Figure 9: Snapshots of open-loop failure in the teacher but robust correction in the student model due to reduced latency and up-to-date observations.

Theoretical and Practical Implications

By conclusively demonstrating that knowledge distillation can compress both backbone and action head in flow-based VLAs—with preservation of inter-layer multimodal conditioning—the work challenges the orthodoxy of backbone-only or dynamic routing-based acceleration, especially in architectures where action head mirrors VLM depth. These results advocate for distillation as the principle mechanism for structural efficiency in policy transformer models, with strong implications for scaling robotic foundation models to real-time, low-power deployment.

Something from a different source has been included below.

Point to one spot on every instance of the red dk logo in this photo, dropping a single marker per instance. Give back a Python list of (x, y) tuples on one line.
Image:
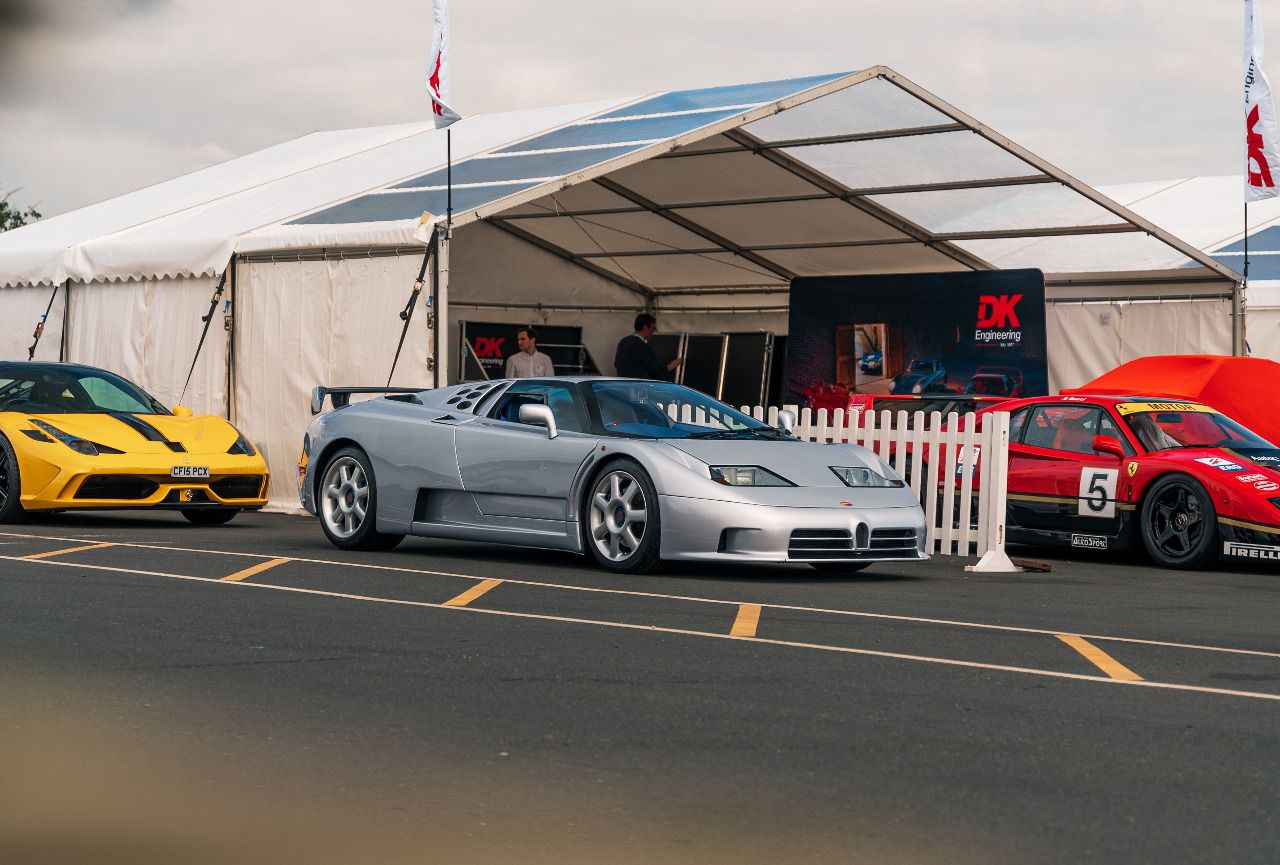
[(489, 346), (1257, 158), (999, 311)]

Further, the modular loss design (output, task, and targeted attention) sets a template for future distillation in layered, conditional generative architectures. The findings also guide the design of hardware-aware RL/robotic agents, underscoring the marginal value of token-level versus layer-level optimization.

Conclusion

Shallow-π establishes a principled, empirically validated blueprint for aggressive transformer layer reduction in flow-based VLAs through knowledge distillation, achieving substantial computational gains without significant accuracy compromise under real-world robotic constraints. This approach supersedes token pruning and layer-skipping in both practical efficiency and generalization.

Future extensions are anticipated to combine Shallow-π with token/diffusion step reduction, and to explore curriculum- or sample-aware distillation schemes that further minimize trivial data redundancy during compression. The paradigm sets a new operational baseline for deployable generalist robotic policies, advancing both the theoretical landscape and engineering of efficient action-oriented multimodal models.